Cary Putnal has had an ongoing interest in sustainability that led him to talk about this idea. As an undergrad student focussing on Sustainability at the University of Florida, he has been challenged to consider alternatives to popular technologies and habits of energy use. His studies also include sustainable crop production and by extension composting. In addition to this he works as a seasonal park ranger for the US National Park Service and has developed a background in conservation. He also has many years of experience brewing beer and fermenting wine.
As a writer for over 20 years, Anna has chronicled several people’s accomplishments, trials and breakthroughs. Now, she shares her own.
After reflecting on her late grandmother’s words and reading a journal she wrote when her daughter was an infant, Anna concluded that knowing how to have it all is innate, and it is others’ influences that challenge our views, skew our perceptions, and often encourage us to make choices that we know are wrong. It took Anna nearly 30 years to learn – and accept – who she is and realize that her choices have led her to precisely where she believes she should be.
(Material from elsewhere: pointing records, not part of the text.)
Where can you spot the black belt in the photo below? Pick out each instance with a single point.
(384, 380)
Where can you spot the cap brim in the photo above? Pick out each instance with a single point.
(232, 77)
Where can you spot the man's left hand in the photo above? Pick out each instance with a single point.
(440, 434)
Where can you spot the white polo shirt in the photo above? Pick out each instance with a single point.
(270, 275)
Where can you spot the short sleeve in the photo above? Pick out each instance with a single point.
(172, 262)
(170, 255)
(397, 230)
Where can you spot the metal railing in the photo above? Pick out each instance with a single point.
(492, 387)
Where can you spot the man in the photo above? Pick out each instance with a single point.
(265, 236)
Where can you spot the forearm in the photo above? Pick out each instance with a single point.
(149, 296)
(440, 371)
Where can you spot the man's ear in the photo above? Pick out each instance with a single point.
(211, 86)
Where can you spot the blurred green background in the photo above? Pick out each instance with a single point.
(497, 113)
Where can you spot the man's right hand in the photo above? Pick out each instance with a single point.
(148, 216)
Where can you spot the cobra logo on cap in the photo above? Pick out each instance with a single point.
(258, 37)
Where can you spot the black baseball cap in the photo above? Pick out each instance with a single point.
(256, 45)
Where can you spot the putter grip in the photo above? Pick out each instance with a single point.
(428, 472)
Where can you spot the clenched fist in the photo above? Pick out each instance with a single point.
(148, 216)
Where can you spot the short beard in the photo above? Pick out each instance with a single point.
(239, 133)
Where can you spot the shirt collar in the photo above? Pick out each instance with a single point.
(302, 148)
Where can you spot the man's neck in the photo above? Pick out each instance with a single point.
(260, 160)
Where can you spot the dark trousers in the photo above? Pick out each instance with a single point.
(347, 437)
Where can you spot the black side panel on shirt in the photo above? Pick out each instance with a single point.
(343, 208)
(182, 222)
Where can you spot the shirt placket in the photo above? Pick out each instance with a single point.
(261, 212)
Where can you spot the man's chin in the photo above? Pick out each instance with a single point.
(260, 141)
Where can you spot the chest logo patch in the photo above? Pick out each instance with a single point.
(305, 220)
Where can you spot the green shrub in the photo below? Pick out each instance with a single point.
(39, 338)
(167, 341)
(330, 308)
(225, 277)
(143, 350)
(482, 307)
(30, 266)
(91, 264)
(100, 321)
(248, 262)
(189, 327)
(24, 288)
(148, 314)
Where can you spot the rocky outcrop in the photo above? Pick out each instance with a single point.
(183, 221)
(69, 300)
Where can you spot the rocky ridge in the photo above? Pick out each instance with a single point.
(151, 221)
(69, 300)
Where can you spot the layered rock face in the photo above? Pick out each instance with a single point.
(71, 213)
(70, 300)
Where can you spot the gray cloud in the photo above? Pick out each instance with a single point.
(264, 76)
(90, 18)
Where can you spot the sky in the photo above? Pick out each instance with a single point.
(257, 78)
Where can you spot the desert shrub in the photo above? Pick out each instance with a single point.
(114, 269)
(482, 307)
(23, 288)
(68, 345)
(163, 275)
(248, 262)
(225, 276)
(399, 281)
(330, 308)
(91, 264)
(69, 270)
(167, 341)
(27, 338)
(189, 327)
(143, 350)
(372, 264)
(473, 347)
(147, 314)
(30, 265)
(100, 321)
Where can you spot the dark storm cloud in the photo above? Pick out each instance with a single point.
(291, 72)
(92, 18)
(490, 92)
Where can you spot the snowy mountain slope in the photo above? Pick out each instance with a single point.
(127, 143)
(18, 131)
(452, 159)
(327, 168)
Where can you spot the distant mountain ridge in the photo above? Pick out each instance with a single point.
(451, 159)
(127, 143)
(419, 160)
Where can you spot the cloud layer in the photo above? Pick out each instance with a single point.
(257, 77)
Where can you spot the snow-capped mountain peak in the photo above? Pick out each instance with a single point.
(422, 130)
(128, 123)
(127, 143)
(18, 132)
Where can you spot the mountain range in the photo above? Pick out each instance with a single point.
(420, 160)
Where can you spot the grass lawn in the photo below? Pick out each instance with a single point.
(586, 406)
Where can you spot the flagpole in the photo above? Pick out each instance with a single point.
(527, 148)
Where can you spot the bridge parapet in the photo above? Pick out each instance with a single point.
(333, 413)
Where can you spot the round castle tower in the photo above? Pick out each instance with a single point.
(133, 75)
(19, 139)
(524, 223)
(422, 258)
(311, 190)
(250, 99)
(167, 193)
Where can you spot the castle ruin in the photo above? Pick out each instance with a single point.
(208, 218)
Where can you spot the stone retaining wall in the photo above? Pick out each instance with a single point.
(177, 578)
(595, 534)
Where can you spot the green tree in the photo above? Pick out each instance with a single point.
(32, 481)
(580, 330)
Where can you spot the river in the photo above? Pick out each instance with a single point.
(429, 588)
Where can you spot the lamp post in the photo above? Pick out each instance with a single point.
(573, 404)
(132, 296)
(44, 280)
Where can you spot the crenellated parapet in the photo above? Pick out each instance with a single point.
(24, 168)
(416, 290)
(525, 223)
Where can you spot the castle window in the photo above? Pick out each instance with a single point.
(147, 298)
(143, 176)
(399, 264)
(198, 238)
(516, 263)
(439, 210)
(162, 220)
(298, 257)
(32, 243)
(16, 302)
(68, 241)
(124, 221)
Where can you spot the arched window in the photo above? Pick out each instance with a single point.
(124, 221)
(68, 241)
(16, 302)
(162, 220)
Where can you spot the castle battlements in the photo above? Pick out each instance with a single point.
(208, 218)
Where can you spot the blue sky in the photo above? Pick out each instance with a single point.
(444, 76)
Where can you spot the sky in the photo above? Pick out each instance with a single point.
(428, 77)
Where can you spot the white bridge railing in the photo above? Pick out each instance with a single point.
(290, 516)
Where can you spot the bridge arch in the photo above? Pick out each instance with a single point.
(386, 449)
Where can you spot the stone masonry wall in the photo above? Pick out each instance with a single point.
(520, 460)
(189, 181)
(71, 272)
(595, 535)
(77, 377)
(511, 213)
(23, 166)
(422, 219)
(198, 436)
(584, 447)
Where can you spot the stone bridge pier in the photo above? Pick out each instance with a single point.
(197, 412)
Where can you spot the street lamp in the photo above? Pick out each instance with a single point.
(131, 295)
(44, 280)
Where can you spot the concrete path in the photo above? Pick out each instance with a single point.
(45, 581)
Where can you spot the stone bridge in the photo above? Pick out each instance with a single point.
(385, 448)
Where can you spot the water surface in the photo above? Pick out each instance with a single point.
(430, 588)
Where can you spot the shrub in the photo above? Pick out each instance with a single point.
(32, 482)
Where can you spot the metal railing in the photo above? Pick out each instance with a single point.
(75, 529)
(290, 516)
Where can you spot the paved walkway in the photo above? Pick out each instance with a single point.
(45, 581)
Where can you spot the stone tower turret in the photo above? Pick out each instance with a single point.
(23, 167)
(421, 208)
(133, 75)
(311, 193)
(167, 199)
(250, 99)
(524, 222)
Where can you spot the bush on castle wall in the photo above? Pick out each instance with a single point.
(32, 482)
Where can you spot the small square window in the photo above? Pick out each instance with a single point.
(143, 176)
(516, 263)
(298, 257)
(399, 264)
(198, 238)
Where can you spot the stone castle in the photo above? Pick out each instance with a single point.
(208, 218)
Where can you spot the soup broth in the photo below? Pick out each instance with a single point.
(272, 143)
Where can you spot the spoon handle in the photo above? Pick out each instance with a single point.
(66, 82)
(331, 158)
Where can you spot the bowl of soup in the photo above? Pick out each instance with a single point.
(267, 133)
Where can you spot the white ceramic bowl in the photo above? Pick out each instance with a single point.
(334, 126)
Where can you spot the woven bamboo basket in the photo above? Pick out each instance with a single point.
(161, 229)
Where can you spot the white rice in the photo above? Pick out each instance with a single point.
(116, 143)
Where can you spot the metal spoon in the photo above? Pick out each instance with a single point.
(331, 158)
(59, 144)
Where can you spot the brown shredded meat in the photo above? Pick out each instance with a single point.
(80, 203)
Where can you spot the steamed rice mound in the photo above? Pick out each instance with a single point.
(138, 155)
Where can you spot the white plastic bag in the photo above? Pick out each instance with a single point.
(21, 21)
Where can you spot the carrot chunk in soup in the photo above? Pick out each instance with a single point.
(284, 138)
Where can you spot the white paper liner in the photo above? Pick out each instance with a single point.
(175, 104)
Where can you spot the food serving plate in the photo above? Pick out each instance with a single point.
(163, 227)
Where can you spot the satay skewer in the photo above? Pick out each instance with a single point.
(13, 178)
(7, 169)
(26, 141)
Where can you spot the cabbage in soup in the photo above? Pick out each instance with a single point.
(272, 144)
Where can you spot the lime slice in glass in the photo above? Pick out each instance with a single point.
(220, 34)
We are all on an adventure towards authenticity, many of us don’t know it and few of us have arrived. Chad Paris knows this trek all too well. He will take you on his wayward journey towards a life of authenticity, sprinkled with brutal humor and raw honesty, and share with you why he believes authenticity to be the keystone to true happiness.
Chad is an entrepreneur, CEO and CRO (Chief Relationship Officer) of a socially conscious design firm. His journey toward authenticity took him from the dance floors of middle school, through his most deserted years, to an office culture oasis overflowing with authenticity.